Payment times have reached a milestone in Australia.
Enterprise decision makers understand the value of a paid invoice. If business leaders want growth and expansion in the near future, they need to keep a close eye on late payments and make sound financial choices.
As such, accounting and finance professionals should be interested in Dun & Bradstreet's latest Trade Payments Analysis. According to the report, invoice payment times are at an eight-year low with Q2 figures placing the average duration at 49.2 days.
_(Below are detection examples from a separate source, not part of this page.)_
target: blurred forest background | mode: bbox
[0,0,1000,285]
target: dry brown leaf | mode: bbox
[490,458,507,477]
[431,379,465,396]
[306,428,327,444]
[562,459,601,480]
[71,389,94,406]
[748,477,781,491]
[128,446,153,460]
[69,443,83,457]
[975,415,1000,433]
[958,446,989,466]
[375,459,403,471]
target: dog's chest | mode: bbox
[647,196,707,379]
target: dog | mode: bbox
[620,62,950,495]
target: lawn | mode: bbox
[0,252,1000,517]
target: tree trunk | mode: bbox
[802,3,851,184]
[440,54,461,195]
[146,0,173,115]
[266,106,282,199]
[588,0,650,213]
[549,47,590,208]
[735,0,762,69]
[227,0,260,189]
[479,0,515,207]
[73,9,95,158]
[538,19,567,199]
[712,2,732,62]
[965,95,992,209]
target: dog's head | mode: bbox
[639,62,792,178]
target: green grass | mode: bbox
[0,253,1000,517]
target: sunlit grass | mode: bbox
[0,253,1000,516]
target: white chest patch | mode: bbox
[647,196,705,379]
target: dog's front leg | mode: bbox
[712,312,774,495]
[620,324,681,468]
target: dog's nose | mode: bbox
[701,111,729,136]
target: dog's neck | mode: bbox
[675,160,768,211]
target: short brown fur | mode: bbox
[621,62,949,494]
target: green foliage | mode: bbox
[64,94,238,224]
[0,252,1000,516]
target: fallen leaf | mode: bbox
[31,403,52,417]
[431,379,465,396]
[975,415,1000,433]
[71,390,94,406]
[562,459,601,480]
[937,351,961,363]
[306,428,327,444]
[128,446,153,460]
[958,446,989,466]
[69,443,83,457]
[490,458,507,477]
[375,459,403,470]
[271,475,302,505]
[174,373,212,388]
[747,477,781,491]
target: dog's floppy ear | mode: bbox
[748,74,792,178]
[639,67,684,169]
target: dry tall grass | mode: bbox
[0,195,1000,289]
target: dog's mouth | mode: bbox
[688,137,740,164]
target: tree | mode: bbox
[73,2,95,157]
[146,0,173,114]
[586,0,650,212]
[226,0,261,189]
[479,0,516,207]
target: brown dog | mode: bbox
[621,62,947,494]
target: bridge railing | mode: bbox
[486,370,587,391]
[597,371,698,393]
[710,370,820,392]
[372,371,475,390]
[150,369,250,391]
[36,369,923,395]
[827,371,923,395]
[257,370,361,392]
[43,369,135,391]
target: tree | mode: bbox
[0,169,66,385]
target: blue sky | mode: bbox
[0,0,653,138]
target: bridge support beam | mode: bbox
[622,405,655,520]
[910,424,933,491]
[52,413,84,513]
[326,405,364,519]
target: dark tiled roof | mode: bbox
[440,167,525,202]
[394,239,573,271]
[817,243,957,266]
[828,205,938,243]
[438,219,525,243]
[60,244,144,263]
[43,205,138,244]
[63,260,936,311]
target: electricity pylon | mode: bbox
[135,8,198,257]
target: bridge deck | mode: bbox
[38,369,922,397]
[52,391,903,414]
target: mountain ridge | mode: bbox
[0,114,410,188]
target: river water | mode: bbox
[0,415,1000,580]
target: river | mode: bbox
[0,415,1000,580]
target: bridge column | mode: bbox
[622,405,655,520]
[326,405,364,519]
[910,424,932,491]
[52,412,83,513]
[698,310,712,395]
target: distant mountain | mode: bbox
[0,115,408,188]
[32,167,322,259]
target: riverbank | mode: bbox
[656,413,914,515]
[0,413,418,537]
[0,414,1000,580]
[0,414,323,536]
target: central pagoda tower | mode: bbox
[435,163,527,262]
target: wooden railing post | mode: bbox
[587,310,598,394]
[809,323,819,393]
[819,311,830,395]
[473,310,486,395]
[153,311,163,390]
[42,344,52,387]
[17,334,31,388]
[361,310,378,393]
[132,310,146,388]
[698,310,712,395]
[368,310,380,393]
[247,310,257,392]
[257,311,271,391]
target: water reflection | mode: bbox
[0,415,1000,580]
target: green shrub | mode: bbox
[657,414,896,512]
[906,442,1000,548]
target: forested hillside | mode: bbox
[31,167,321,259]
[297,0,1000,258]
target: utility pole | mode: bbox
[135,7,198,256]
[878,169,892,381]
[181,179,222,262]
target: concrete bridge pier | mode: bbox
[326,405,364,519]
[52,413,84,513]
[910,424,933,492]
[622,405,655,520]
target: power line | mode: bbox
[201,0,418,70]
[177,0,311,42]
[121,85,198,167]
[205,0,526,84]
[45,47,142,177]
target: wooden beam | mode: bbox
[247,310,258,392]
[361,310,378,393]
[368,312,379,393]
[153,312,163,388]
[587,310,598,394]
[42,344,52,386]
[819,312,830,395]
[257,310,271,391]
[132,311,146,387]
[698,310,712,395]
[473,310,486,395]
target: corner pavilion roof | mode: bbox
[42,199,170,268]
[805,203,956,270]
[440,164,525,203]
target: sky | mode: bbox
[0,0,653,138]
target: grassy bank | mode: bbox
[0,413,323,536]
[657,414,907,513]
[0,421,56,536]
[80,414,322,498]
This is more than a day quicker than in the previous quarter and a significant four days faster than in the same period last year.
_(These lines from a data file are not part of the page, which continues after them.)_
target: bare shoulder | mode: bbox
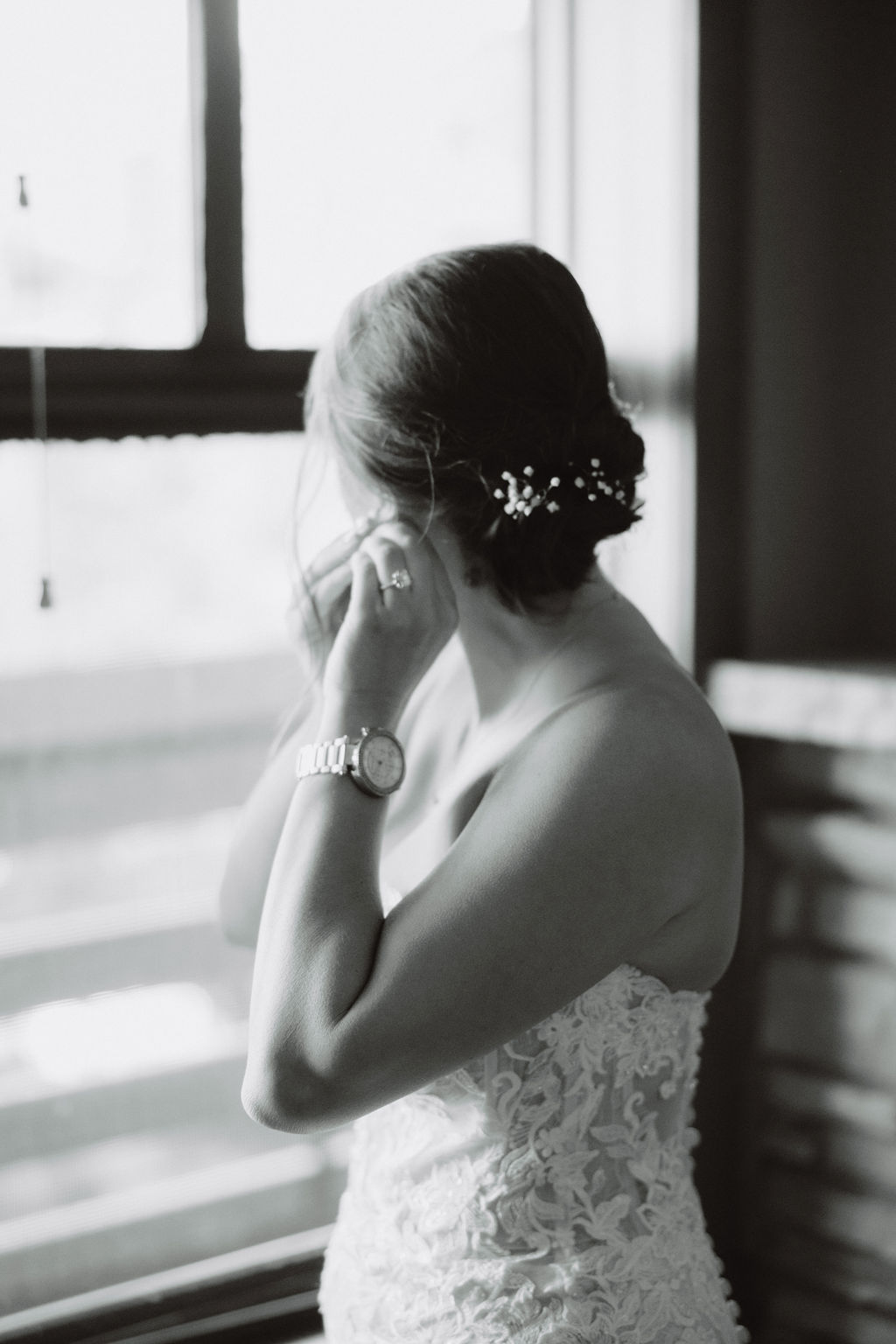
[492,665,743,989]
[505,655,740,812]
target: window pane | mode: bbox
[241,0,530,349]
[0,0,196,346]
[0,436,354,1325]
[0,434,302,676]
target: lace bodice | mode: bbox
[321,965,747,1344]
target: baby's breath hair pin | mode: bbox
[570,457,626,504]
[494,457,626,519]
[494,466,560,517]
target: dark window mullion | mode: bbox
[191,0,246,349]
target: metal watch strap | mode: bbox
[296,735,348,780]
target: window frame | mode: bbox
[0,0,313,441]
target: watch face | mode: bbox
[357,732,404,793]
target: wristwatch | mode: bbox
[296,729,404,798]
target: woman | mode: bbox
[223,245,743,1344]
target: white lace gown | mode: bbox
[321,892,748,1344]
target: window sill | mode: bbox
[0,1227,331,1344]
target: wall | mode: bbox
[697,0,896,667]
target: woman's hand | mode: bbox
[324,522,457,727]
[288,512,382,682]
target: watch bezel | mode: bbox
[349,729,406,798]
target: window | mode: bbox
[0,0,696,1341]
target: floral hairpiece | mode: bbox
[494,457,626,517]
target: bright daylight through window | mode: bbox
[0,0,696,1329]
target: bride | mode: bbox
[221,243,746,1344]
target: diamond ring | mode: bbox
[380,570,414,592]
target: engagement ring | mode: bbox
[380,570,414,592]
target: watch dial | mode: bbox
[360,732,404,792]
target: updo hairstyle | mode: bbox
[304,243,643,612]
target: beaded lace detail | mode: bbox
[321,946,748,1344]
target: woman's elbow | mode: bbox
[241,1065,354,1134]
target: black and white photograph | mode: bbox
[0,0,896,1344]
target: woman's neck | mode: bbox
[452,553,617,723]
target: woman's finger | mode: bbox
[308,514,382,584]
[361,534,414,599]
[346,550,382,620]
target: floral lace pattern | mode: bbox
[321,965,748,1344]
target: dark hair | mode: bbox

While it is unclear why such improvements have occurred, it is clear that business leaders are taking a tougher stance on late debtors and making arrangements to collect its revenue more swiftly.
However, not all businesses are having such luck.
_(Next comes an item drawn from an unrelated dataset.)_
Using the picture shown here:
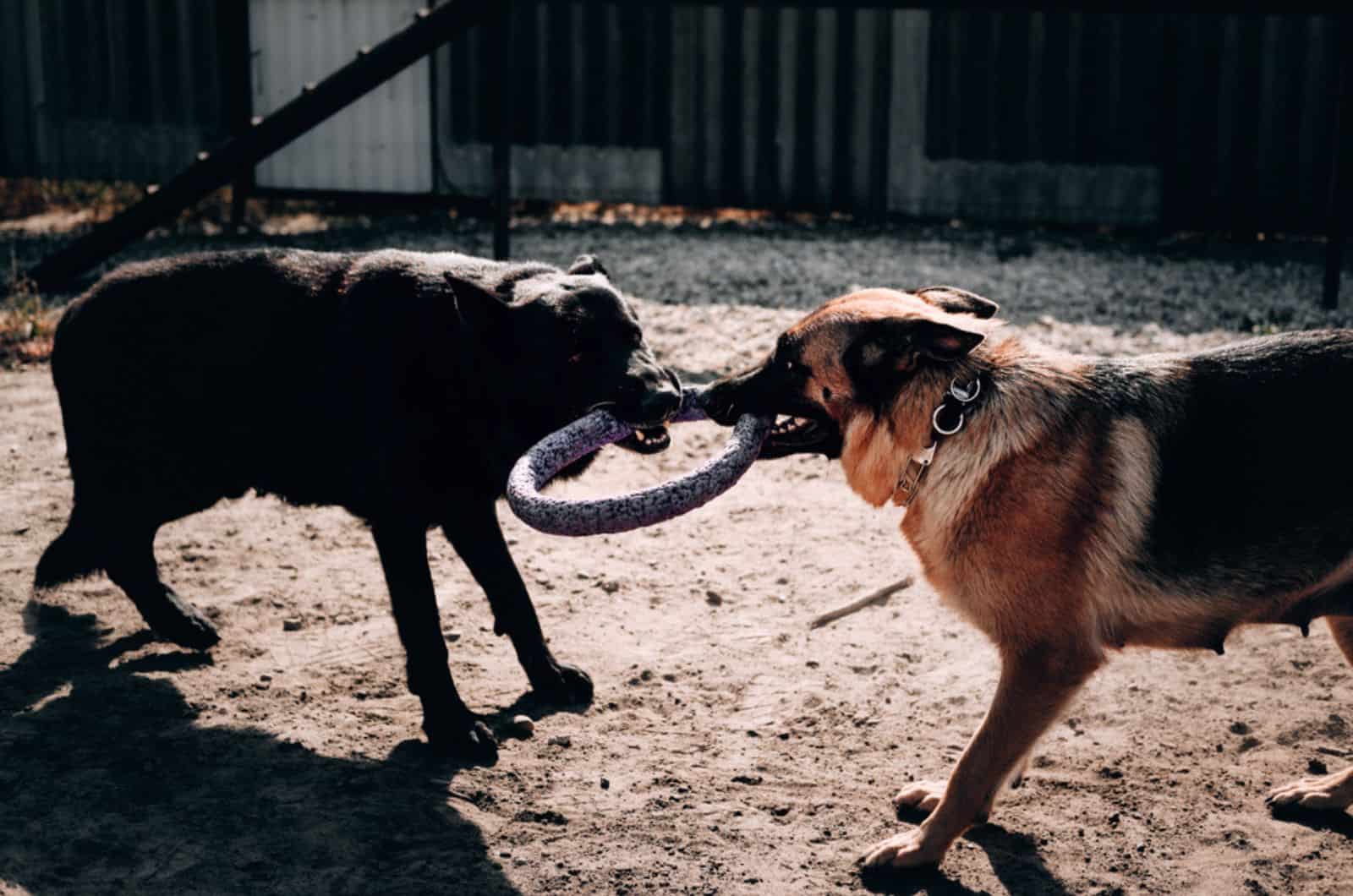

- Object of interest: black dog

31 per cent of invoices late
Further insight from Dun & Bradstreet reveals that 31 per cent of invoices in Australia aren't paid on time. Invoices settled within 31 days are considered prompt with many businesses seeing payments arrive more than four times this acceptable rate.
A total of 21 per cent of businesses report average payment times between 31 and 60 days, while 5 per cent see invoices cleared between 61 and 90 days. The real concerning statistics come from the 5 per cent of enterprises that report payment times of greater than 91 days. This can have a serious impact on investment and growth. Companies should take steps to rectify this situation.
While Tasmania is the smallest of Australia's states and territories, Dun & Bradstreet reported it has the fastest average payment time in the country (42.1 days). The Apple Isle was over a week quicker than mainland states ACT (51.3 days) and NSW (51.4 days).
Business spending on the rise
The Commonwealth Bank's Business Sales Indicator (BSI) noted that economy-wide spending is up 0.2 per cent. Chief Economist Craig James cited this as a major positive for enterprises moving forward.
"While the initial boost in business spending following the last Federal budget has tapered off, annual growth figures show that economy-wide spending remains above the decade average," he said.
For businesses that are struggling with late payments, the prospect of more invoices to deal with highlights the importance of having quality accounting and finance professionals. By recruiting individuals with the skills and knowledge to optimise your cash flow, it will be easier to track debtors and ensure growth is sustainable over time.